Liberalizmin koçbaşı ve Erdoğan’ın buzkıranı A. Altan ya istifa ya da intihar etmelidir. Kastımız fiziksel intihar değildir. Kimsenin eti, kemiği, yağı bizi ilgilendirmez. Kastımız beyinsel intihardır. İsterse Aldatmak ve Son Oyun tadında romanlarına devam edebilir Ahmet Altan, sosyalistliği referans vermeye başlamış. Hem de generallikle beraber. Hayırdır! Babası ünlü bir yazar, pardon “çok ünlü bir yazar”. […]
Liberalizmin koçbaşı ve Erdoğan’ın buzkıranı A. Altan ya istifa ya da intihar etmelidir. Kastımız fiziksel intihar değildir. Kimsenin eti, kemiği, yağı bizi ilgilendirmez. Kastımız beyinsel intihardır. İsterse Aldatmak ve Son Oyun tadında romanlarına devam edebilir
Ahmet Altan, sosyalistliği referans vermeye başlamış. Hem de generallikle beraber. Hayırdır!
Babası ünlü bir yazar, pardon “çok ünlü bir yazar”. Hem de “İstanbul’un ilk sosyalist milletvekili”. Dedesi de “İsmet Paşa’nın okuldan komutanı bir general”miş. “Sosyalist ve general” A. Altan için iyi referans mı, kötü referans mı? Bilemem.
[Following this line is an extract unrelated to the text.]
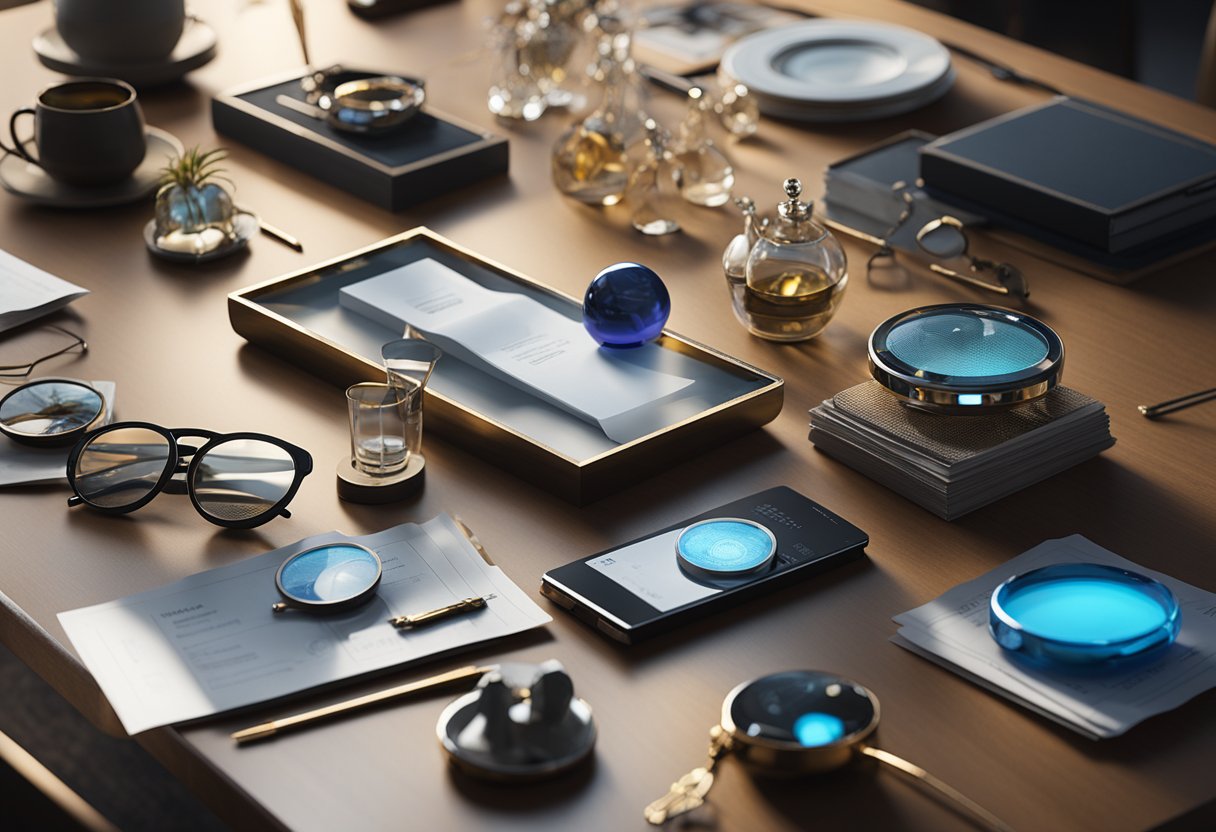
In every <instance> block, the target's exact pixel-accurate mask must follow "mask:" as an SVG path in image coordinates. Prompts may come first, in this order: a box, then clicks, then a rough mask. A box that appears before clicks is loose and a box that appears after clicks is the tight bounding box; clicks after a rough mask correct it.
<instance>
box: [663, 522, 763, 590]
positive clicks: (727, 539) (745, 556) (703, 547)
mask: <svg viewBox="0 0 1216 832" xmlns="http://www.w3.org/2000/svg"><path fill="white" fill-rule="evenodd" d="M776 555H777V538H776V536H773V534H772V532H770V530H769V529H767V528H766V527H764V525H761V524H760V523H756V522H755V521H749V519H742V518H738V517H715V518H713V519H708V521H700V522H699V523H693V524H692V525H689V527H688V528H686V529H685V530H683V532H681V533H680V536H679V538H676V560H677V562H679V563H680V568H681V569H682V570H683V572H685V573H687V574H688V575H689V577H692V578H694V579H698V580H709V581H721V580H724V579H726V580H731V579H738V578H748V577H751V575H755V574H758V573H761V572H765V570H766V569H767V568H769V567H770V566H772V561H773V557H776Z"/></svg>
Generalin kızı, sosyalist milletvekilinin anası olan babaannesine bir gazeteci “genelevde çalıştı, vesikalı” demiş. Onun için bu referansları veriyor. Benim babaannem ne general kızı ne de milletvekili anası. Eğer bir gazeteci “vesikalı” deseydi; zavallı kadın kendini nasıl savunurdu?
Meclisteki fezleke görüşmelerinde eski içişleri bakanı Muammer Güler de “Bir bakan şüpheli olarak addedilemez” demiş. Vesikalı ve şüpheli olmak da yoksullara ait. Seçkincilik ve beyaz Türk olmak budur herhalde. Altan “Gazetecilerin % 99’unun ALÇAK ve KORKAK” olduğunu anlatırken söylüyor bunları. Örnekler veriyor:
– “İtalya’da Sacco ile Vanzetti’nin idamına yol açan gazeteciler.
– Almanya’da Reichstag (Parlamento) yangınını komünistlerin yaptığına Alman halkını inandıran gazeteciler.
– Fransa’da Dreyfus’un haksız yere hapis yatmasına neden olan gazeteciler.”
Hepsi % 99’a giren alçak gazeteciler.
Bir örnek de biz verelim;
Türkiye’de meşhur Ergenekon ve Balyoz davaları ile onlara yamamaya çalışılan Devrimci Karargah davasındaki CD’lerin “delil”lerin kamuoyuna, savcılıklara nasıl ulaştığını herkes biliyor.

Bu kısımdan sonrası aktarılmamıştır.